You can use ormlite::types::Json for JSON or JSONB fields. The parameterized type can be unstructured, using the serde_json::Value type, or a specific serializable struct. Note ormlite::types is a re-export of sqlx::types.

use ormlite::model::*;
use ormlite::types::Json;
use serde_json::Value;

#[derive(Debug, Serialize, Deserialize)]
pub struct JobData {
    pub name: String,
    
}

#[derive(Model, FromRow, Serialize, Deserialize)]
pub struct Job {
    pub id: i32,
    pub structured_data: Json<JobData>,
    pub unstructured_data: Json<Value>,
}

Logging

You can log queries using sqlx's logger: RUST_LOG=sqlx=info

Migrations

ormlite builds upon sqlx. Use the sqlx-cli tool for migrations.

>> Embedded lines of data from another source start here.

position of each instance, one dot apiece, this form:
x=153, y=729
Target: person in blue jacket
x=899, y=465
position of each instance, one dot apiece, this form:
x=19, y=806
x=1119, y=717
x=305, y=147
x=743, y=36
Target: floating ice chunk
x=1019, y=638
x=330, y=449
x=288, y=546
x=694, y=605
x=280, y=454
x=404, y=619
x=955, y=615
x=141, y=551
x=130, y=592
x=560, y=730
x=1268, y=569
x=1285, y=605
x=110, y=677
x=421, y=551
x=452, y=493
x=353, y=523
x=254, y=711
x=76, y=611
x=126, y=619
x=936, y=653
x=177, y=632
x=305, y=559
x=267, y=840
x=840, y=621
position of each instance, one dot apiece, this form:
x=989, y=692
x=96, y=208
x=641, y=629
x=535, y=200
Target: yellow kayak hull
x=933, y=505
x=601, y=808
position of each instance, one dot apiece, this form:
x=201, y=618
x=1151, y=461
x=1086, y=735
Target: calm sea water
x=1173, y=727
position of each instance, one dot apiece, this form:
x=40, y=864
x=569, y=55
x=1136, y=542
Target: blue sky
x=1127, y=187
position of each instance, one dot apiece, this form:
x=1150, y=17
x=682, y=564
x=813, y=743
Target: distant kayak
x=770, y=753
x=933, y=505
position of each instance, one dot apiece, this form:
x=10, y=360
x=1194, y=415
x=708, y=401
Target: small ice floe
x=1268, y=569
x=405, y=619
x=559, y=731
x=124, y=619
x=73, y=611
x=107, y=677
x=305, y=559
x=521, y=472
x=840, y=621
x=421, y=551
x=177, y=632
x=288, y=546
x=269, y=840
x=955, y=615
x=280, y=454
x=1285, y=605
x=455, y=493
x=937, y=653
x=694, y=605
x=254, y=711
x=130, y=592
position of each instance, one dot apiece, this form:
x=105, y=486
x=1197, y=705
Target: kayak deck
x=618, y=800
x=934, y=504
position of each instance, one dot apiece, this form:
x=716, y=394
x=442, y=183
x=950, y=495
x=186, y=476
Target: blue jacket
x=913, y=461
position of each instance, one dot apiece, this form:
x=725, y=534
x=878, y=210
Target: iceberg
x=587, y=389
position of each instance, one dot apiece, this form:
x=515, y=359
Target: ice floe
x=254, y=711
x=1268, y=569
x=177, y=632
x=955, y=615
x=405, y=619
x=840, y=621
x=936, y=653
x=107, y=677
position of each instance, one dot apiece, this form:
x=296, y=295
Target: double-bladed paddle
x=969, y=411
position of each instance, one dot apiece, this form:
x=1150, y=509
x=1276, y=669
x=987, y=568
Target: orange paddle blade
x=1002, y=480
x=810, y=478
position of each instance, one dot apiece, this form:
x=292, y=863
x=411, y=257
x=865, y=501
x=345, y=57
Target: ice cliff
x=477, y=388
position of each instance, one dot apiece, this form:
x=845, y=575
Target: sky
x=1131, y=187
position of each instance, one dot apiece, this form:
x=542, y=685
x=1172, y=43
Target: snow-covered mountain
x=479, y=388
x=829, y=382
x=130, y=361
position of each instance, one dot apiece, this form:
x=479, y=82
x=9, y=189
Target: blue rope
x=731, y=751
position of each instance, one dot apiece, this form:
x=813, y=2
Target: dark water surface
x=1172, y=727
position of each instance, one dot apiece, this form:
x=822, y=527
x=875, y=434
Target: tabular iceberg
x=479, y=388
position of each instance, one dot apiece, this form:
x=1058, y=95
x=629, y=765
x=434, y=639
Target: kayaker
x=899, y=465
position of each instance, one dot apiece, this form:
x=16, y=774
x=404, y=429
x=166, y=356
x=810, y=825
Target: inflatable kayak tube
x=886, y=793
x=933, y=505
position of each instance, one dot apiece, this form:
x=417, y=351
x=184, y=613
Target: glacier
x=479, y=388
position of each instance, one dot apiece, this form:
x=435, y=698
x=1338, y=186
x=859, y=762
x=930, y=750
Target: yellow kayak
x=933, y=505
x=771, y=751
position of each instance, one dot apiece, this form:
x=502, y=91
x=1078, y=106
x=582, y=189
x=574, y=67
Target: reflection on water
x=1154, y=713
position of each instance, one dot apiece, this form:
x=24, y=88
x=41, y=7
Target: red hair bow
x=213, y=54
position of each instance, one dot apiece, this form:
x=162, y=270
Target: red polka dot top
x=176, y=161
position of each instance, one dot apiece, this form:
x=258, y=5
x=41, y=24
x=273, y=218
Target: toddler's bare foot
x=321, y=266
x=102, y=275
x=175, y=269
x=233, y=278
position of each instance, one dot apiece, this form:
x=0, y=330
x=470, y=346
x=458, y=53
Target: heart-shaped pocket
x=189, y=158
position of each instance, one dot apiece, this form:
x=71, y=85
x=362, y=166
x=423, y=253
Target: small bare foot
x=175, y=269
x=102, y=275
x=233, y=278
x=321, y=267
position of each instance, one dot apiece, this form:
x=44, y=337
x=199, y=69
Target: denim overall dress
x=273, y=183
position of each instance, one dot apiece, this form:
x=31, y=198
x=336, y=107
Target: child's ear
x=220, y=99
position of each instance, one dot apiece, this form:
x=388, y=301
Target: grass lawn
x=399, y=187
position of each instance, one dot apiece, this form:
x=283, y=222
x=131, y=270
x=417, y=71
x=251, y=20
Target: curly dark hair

Currently, we don't support auto-generating migrations, like you might be used to if you come from Python's Alembic, Node's Typeorm, or other ORM libraries with this functionality.

Roadmap

  • Insert, update, delete directly on model instances
  • Builder for partial update and insertions
  • User can create insert models that ignore default values
  • Select query builder
  • Build the derive macro
  • Get() function for fetching a single entity.
  • Ability to specify the name of a table and name of primary column
  • Automatically generate insert models
  • Automatically generate migrations
  • Make sure features are wired up correctly to support mysql and different runtimes & SSL libraries.
  • Macro option to auto adjust columns like updated_at
  • Upsert functionality
  • Joins
  • Bulk insertions
  • Query builder for bulk update
  • Handle on conflict clauses for bulk update
  • Benchmarks against raw sql, sqlx, ormx, seaorm, sqlite3-sys, pg, diesel
  • Macro option to delete with deleted_at rather than DELETE
  • Support for patch records, i.e. update with static fields.
  • Consider a blocking interface, perhaps for sqlite/Rusqlite only.

Contributing

Open source thrives on contributions, and ormlite is a community project. We welcome you to file bugs, feature requests, requests for better docs, pull requests, and more!